The Qatar Investment Authority will purchase a minority stake in Monumental Sports and Entertainment, which owns the Washington Capitals, Washington Wizards, and Washington Mystics. With the sale, QIA will become the first sovereign wealth fund to invest in American pro sports.
QIA will purchase roughly a 5% share of the organization in a deal that values MSE at $4.05 billion.
The news was first reported by Sportico’s Scott Soshnick and Eben Novy-Williams.
As a sovereign wealth fund, QIA is entirely owned by the government of Qatar, which has increasingly invested in sports over recent years. The country hosted the 2022 World Cup amidst significant controversy, while another Qatari fund owns stakes in multiple European soccer clubs.
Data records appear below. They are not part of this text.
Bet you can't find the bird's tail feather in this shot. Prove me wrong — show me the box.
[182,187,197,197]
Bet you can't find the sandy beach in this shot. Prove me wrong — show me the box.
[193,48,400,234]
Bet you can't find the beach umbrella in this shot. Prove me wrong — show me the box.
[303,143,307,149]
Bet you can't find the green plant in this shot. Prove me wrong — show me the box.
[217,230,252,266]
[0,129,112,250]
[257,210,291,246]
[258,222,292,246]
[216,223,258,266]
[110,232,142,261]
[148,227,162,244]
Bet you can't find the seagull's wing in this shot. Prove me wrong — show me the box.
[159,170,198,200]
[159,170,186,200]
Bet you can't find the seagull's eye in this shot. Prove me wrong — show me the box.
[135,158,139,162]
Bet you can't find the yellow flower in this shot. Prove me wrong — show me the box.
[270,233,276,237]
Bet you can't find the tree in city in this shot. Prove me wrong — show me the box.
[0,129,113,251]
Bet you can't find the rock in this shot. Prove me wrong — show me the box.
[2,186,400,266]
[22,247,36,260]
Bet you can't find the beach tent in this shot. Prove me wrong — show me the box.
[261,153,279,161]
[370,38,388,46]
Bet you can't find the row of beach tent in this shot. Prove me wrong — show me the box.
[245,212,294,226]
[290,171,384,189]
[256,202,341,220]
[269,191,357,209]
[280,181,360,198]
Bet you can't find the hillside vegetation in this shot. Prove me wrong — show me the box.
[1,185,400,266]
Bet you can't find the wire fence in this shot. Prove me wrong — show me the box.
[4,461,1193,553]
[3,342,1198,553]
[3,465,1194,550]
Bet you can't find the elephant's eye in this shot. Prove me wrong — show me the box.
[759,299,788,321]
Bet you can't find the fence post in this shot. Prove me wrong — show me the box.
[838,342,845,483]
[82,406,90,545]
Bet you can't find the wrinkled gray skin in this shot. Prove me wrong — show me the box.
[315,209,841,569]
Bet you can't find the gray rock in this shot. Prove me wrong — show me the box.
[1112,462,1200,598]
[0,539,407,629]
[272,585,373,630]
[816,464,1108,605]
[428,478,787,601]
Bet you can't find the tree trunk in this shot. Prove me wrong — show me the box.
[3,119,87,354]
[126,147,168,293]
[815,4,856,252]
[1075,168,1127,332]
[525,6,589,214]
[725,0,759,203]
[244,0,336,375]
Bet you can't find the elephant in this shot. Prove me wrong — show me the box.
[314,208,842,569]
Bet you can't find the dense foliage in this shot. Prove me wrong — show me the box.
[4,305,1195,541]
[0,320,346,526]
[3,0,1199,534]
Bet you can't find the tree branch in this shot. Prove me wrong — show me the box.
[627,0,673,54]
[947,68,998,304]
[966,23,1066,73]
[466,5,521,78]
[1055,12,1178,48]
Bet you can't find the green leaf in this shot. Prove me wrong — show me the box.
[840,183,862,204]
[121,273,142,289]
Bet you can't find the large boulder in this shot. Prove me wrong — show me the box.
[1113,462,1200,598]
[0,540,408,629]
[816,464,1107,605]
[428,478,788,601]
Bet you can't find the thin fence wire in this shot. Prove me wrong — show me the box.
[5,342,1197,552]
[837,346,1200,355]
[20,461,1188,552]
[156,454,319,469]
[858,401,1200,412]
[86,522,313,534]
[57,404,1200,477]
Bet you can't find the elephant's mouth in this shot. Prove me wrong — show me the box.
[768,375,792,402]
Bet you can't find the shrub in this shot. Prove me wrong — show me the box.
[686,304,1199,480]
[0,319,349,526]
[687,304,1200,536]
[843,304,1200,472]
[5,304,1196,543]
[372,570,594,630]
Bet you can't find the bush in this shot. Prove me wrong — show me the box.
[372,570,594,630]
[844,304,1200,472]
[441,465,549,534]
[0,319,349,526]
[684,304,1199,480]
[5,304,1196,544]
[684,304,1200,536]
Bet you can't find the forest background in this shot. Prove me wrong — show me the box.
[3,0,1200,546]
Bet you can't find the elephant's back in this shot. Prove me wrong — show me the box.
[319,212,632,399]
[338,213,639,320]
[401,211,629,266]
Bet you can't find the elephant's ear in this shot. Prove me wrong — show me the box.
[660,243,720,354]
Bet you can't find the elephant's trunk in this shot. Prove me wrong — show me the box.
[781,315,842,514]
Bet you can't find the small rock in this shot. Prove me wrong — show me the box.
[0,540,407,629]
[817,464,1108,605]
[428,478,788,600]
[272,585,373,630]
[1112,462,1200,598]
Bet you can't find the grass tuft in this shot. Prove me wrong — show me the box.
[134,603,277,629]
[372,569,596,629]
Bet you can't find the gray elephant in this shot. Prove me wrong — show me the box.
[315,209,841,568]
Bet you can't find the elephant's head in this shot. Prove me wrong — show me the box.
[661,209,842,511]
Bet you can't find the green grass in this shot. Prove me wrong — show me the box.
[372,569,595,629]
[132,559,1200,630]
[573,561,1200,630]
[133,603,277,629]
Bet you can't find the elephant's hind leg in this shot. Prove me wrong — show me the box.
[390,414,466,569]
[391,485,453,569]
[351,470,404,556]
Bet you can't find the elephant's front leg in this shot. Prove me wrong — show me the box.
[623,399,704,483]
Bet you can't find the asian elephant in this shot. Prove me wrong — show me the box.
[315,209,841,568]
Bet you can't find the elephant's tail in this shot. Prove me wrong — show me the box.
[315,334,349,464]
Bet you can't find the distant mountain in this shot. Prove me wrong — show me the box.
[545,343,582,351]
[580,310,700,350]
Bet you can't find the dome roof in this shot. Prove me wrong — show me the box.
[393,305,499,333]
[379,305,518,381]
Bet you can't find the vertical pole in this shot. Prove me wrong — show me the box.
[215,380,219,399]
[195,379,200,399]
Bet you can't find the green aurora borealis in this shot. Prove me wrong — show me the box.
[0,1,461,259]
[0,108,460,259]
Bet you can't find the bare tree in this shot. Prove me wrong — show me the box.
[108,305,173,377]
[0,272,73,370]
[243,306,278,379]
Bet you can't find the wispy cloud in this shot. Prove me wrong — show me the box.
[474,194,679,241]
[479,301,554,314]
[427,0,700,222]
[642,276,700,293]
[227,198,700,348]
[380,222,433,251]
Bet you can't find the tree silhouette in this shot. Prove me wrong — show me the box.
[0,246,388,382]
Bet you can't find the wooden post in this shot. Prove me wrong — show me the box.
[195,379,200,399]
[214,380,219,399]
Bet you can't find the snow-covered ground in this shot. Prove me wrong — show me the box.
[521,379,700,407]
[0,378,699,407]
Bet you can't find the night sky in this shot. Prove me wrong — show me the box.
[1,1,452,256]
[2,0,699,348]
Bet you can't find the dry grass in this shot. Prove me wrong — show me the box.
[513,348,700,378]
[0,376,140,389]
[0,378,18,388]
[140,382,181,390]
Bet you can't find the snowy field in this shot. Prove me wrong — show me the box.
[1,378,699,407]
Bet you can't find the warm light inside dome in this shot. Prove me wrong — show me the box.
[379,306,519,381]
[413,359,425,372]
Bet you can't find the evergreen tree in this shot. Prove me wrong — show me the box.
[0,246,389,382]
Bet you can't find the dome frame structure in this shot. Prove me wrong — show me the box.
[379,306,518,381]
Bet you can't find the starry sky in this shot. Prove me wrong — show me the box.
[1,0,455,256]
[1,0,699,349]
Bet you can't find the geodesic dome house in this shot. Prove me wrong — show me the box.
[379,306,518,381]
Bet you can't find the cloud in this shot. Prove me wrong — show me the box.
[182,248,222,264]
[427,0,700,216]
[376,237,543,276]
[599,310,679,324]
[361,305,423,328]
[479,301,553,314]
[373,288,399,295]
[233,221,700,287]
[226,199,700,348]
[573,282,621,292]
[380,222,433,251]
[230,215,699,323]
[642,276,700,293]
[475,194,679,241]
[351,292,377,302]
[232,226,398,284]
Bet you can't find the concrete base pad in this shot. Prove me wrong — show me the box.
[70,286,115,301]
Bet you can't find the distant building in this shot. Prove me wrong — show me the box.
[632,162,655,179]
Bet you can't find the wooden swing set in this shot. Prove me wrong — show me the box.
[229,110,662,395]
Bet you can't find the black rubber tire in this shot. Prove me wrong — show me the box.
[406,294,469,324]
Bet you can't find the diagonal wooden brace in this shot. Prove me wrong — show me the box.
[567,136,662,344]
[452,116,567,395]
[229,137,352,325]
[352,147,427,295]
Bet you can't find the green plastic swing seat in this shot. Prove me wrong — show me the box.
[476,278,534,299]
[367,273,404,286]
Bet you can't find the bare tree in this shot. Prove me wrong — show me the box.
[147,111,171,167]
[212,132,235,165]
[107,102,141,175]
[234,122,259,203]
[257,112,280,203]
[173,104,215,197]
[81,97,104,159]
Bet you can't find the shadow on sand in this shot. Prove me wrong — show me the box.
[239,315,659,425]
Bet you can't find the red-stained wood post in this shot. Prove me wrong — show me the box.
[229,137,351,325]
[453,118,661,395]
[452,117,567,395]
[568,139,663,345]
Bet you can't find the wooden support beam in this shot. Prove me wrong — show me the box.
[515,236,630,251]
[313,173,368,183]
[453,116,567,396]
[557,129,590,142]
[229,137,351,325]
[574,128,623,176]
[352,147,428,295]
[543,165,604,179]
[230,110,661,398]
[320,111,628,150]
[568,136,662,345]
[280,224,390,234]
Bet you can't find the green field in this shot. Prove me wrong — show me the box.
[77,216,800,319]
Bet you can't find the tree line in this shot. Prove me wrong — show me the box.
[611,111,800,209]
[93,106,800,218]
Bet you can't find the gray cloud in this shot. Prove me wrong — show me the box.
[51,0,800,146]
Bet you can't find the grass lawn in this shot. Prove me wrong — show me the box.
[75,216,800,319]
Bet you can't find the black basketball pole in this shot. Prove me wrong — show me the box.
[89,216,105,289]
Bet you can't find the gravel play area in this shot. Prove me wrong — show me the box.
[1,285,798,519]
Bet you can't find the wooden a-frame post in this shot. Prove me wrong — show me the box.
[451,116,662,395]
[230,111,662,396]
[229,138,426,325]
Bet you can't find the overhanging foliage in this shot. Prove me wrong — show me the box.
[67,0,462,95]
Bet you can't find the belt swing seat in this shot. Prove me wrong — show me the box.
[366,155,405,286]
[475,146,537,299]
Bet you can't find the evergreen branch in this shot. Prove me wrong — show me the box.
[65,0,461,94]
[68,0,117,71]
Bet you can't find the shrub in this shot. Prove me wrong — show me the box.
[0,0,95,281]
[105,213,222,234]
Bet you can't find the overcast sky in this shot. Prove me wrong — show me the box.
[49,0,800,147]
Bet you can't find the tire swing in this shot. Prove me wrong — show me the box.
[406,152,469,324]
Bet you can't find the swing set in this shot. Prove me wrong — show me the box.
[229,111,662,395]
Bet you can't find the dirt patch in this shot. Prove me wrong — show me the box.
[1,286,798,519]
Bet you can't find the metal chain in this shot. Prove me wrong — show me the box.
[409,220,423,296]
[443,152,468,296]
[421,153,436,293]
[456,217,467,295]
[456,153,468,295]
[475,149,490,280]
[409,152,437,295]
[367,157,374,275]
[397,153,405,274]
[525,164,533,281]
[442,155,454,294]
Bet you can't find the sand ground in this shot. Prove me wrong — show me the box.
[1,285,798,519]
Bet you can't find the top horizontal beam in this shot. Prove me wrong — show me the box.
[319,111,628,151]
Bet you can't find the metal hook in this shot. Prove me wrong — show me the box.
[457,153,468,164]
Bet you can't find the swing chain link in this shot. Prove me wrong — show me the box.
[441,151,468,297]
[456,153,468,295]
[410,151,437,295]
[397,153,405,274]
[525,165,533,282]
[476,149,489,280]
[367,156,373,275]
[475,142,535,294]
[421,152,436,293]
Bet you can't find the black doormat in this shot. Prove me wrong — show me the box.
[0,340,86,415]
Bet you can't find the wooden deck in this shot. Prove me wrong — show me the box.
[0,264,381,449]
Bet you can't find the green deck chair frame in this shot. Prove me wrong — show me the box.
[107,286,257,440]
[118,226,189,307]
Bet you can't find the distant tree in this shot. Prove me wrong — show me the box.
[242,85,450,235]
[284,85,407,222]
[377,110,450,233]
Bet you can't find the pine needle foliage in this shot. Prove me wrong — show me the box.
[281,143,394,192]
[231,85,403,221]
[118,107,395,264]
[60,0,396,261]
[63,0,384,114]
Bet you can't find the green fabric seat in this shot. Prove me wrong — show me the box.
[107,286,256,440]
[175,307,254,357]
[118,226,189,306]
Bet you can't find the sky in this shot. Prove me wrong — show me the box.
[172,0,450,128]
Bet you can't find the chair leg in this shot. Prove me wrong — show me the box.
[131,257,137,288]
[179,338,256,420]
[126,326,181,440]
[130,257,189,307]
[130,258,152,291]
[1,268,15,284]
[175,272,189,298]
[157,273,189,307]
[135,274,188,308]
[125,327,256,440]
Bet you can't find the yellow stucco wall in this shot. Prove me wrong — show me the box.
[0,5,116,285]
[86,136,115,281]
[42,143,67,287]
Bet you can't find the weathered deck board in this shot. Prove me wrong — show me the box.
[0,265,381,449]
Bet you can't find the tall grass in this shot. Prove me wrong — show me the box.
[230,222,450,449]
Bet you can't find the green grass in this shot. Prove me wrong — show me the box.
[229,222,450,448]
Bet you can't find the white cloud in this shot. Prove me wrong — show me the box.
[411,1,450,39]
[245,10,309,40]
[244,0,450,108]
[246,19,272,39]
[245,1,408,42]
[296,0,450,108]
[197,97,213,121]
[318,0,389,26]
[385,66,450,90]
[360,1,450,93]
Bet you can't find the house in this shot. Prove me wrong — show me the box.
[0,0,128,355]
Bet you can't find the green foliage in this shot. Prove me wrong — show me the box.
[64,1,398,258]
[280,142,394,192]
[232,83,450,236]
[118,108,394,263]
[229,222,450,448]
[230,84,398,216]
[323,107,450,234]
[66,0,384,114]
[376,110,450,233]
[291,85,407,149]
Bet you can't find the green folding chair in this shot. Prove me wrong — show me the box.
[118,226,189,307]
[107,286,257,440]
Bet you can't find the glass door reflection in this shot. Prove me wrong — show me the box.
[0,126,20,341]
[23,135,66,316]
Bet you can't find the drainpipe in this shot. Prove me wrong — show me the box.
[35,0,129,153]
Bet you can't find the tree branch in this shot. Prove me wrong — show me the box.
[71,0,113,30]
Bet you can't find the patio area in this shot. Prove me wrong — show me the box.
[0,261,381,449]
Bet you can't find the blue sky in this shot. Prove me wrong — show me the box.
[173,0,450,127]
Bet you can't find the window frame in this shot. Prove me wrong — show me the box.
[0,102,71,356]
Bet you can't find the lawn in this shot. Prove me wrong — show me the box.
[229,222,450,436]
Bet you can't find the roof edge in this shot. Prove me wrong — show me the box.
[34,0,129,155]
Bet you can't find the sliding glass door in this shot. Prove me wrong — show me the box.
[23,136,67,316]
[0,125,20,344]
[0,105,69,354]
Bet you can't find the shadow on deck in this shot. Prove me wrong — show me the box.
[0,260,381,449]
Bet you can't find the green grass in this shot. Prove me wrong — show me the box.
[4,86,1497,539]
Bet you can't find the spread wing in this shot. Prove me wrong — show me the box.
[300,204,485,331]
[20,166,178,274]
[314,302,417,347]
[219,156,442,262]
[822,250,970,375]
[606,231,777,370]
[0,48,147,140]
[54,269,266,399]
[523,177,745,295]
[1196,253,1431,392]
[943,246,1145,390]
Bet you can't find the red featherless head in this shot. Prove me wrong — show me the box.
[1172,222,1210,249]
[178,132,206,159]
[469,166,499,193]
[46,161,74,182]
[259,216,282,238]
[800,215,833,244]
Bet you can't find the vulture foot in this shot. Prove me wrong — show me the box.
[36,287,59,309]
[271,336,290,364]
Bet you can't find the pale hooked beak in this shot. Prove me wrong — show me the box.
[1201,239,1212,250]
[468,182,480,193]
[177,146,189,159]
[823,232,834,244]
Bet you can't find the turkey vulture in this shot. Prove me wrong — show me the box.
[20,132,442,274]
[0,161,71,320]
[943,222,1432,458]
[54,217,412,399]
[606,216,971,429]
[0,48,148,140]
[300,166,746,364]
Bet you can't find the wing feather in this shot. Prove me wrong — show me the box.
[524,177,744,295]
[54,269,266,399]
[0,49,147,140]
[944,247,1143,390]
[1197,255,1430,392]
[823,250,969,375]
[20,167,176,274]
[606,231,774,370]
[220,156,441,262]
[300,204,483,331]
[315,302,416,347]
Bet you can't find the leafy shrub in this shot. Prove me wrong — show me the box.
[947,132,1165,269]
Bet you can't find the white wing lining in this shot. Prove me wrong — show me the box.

That increased presence in sports comes alongside significant concerns about human rights in the country. Most of Qatar’s population and almost all of its workforce consists of migrant workers who are regularly unpaid or underpaid and cannot leave their job or the country without their employer’s permission.
Between 2010 and 2021, more than 6,500 migrant workers died in the country. Qatar also has a notoriously poor record of human rights abuses against LGBTQ+ people. However, presence in international sports has served to help the country improve its reputation on the international stage.
Both the NHL and NBA will need to approve the deal. Per The Athletic, the NHL’s executive committee — which includes MSE majority owner Ted Leonsis — has already approved the sale.
The NBA only recently allowed sovereign funds to own “passive, non-controlling, minority investments” in teams, NBA spokesman Mike Bass told Sportico, adding that the NBA is currently reviewing the proposed QIA deal.
NBA commissioner Adam Silver spoke about foreign investment in teams in early June, prior to the news of QIA’s involvement with MSE. During an episode of the Dan Patrick Show, Silver rejected concerns about accepting investments from nations with poor human rights records, instead framing it as positive for the community:
I hear the comments about sport washing. On the other hand: you’re talking about it, others are talking about it. It’s not as if some errant golfer can say one thing about his reaction to Saudi Arabia investing in golf and that’s left at that. I think people are pretty sophisticated.
The same way, the World Cup–the football World Cup, soccer World Cup–brought enormous attention to Qatar. I think people learn about these countries, learn about what’s happening in the world in ways they otherwise wouldn’t.
So I think the media does its job, but at the end of the day I also think, now talking specifically about the NBA, where we’re such a global sport, I think people are a little too dismissive these days about the benefits that come from the commonality around sports.
With a sport like basketball, our finals are distributed virtually everywhere in the world. The sport is played everywhere in the world. It’s an opportunity to bring people together.
News of the sale comes the day after MSE announced a rebrand of regional sports network NBC Sports Washington, which will become Monumental Sports Network. Monumental has been the sole owner of the network since last August.